No rotten apples, just a leaky barrel

There are at least two lessons for marketers implicit in the sad saga of Bulmers, which last week reached a new nadir with the resignation of its chief executive after the untimely discovery of an unscheduled £3.3m of promotional spend. Not all of them relate to the drinks industry.

However, the chief executive in question, Mike Hughes, certainly did. In fact, he had a distinguished pedigree in it. Once marketing director of Coca-Cola, he had spent 15 years at Guinness (now Diageo) in various roles, culminating in the post of managing director of Guinness Brewing UK. It was this background, with its mixture of senior marketing, distribution and managerial experience, which made him, in 1999, such a shoo-in for the Bulmer family – who own a controlling stake in the publicly listed cider company – as the messianic figure who would drag them from the quagmire already engulfing their business.

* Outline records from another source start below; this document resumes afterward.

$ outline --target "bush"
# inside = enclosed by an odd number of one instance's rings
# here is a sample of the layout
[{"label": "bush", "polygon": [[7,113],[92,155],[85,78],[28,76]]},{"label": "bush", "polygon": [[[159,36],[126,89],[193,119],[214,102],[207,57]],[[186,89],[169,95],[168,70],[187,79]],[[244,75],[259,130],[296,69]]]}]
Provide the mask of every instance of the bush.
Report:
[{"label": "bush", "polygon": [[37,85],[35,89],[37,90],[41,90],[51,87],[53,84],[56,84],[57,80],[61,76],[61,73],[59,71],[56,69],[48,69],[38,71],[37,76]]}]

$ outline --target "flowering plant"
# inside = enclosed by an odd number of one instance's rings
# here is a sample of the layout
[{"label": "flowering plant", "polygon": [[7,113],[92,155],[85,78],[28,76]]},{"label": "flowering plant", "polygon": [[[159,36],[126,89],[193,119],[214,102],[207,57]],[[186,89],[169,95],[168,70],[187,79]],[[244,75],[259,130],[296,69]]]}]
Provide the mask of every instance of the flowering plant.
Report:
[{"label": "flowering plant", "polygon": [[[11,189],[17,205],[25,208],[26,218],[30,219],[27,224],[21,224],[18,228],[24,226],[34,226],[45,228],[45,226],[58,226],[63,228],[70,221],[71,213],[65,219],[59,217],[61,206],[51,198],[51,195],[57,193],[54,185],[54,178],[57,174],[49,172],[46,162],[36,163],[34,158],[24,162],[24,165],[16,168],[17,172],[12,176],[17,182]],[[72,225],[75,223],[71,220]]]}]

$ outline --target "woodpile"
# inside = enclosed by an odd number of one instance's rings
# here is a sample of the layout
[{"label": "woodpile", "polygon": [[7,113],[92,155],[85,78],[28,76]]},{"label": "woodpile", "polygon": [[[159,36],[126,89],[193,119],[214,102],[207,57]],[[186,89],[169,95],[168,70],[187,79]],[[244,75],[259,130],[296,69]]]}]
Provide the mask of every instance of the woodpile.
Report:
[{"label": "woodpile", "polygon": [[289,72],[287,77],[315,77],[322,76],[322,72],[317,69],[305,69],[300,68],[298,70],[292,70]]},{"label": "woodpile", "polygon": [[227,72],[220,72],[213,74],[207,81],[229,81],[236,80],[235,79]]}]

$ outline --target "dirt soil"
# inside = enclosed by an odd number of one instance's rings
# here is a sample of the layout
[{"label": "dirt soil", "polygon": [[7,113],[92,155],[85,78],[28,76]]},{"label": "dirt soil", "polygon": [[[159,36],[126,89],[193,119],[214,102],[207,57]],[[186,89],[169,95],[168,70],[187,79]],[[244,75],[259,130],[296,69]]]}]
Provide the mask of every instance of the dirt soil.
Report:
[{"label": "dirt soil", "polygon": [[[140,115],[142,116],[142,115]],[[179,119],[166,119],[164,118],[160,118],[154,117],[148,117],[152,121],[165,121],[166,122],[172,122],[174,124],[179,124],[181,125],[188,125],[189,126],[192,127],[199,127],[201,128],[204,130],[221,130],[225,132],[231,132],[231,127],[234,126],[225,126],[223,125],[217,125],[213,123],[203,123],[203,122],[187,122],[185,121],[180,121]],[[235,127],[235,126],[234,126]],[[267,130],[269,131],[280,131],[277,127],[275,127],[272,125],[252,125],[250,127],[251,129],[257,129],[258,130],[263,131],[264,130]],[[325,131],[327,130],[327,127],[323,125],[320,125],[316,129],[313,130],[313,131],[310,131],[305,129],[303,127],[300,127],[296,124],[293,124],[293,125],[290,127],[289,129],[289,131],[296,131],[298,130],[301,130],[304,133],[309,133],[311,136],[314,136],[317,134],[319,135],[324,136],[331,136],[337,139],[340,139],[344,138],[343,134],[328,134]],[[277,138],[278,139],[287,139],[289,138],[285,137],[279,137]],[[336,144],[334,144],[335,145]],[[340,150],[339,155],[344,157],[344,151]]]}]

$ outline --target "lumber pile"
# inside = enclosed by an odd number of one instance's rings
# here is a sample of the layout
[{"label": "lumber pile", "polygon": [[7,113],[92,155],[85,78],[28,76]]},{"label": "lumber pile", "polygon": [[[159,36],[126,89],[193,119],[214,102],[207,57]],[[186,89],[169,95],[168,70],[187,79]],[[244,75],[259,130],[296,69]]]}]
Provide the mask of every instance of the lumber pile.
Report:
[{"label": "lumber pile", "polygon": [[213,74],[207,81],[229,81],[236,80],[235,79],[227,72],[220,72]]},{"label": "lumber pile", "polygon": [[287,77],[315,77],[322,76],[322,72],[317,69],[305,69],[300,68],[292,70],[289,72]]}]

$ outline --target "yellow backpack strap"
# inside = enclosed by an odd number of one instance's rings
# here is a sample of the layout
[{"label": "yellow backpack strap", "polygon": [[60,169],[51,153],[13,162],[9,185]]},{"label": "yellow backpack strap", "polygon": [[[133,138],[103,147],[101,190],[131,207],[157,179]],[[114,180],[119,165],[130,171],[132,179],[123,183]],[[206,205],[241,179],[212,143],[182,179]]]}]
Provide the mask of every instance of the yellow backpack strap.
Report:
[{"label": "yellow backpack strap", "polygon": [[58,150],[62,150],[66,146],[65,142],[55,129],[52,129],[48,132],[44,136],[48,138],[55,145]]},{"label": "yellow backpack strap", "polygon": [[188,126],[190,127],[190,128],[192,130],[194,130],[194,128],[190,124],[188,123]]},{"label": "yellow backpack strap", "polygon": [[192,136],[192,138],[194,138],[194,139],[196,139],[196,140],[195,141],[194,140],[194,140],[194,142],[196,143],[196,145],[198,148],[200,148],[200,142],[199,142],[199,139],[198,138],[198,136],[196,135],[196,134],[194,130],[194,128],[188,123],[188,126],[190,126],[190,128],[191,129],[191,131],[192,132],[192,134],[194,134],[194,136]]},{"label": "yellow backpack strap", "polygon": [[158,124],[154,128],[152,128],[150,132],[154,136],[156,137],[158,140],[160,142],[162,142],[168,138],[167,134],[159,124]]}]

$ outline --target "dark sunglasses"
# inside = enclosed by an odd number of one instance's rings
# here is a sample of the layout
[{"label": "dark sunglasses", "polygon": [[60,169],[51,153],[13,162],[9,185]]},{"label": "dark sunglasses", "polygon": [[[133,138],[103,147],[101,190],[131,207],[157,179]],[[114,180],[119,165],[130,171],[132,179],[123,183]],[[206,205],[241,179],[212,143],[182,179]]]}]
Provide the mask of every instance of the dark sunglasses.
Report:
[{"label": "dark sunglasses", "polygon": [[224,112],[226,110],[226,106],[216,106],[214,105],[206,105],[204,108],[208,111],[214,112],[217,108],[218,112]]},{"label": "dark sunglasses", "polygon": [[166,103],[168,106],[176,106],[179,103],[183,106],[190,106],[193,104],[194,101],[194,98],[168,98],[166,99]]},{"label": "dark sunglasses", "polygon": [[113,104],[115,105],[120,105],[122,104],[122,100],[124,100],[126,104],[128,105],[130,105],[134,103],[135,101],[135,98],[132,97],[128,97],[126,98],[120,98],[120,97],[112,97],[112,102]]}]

What went so disastrously wrong? It certainly wasn’t lack of vision, ideas, or the energy to implement them that brought Hughes down.

As is well known, Bulmers faces a strategic quandary. It is overwhelmingly dependent upon being the overwhelmingly dominant player in the cider market. Strongbow may still be a must-stock item in just about every UK drinks retail outlet, but cider is a sector in long-term decline and Bulmers badly needed other strings to its longbow. This at a time when the drinks industry, led by Hughes’ own former employer Diageo, had embarked on an unprecedented round of global consolidation which was squeezing the middle out of the market.

Others, faced by this dilemma, might simply have plumped the company up and sold it. Indeed, Taunton did. Twice, in effect: first to Matthew Clark, and then through Clark’s sale of itself to a US group. Bulmers, by contrast, pursued an aggressive growth strategy. It sought an international partnership with Heineken, in the aftermath of Whitbread’s sale to Interbrew, by acquiring a £32m distribution company. But Heineken took a different route. Simultaneously, Bulmers tried to develop cider sales abroad. After initial successes, it was flattened by the arrival of PPSs. At home, Bulmers accelerated product innovation, which has been indisputably expensive but only dubiously successful.

As the ‘creative’ options closed down, Bulmers seems to have gone for market share at the expense of margins. This would certainly help to explain its serial profit warnings. Conceivably, it might also shed light on the unaccounted-for £3.3m, which could be lately rebated retailer discounts, though this is a matter of speculation. Whatever the reason, its disclosure sounded Hughes’ death knell: one nasty surprise too many for the City.

And the lessons? It’s easy to say now that Bulmers should have been sold. But Hughes, who had some bad luck as well as making a few bad judgements, faced two problems. One was his own ‘big company’ mentality, and the other – more important – was that Bulmers is a family-owned business. A pure joint-stock company would have been put under the hammer long ago; but families usually have private agendas. The second lesson is that marketing alone cannot solve strategic problems, despite the best efforts of its practitioners.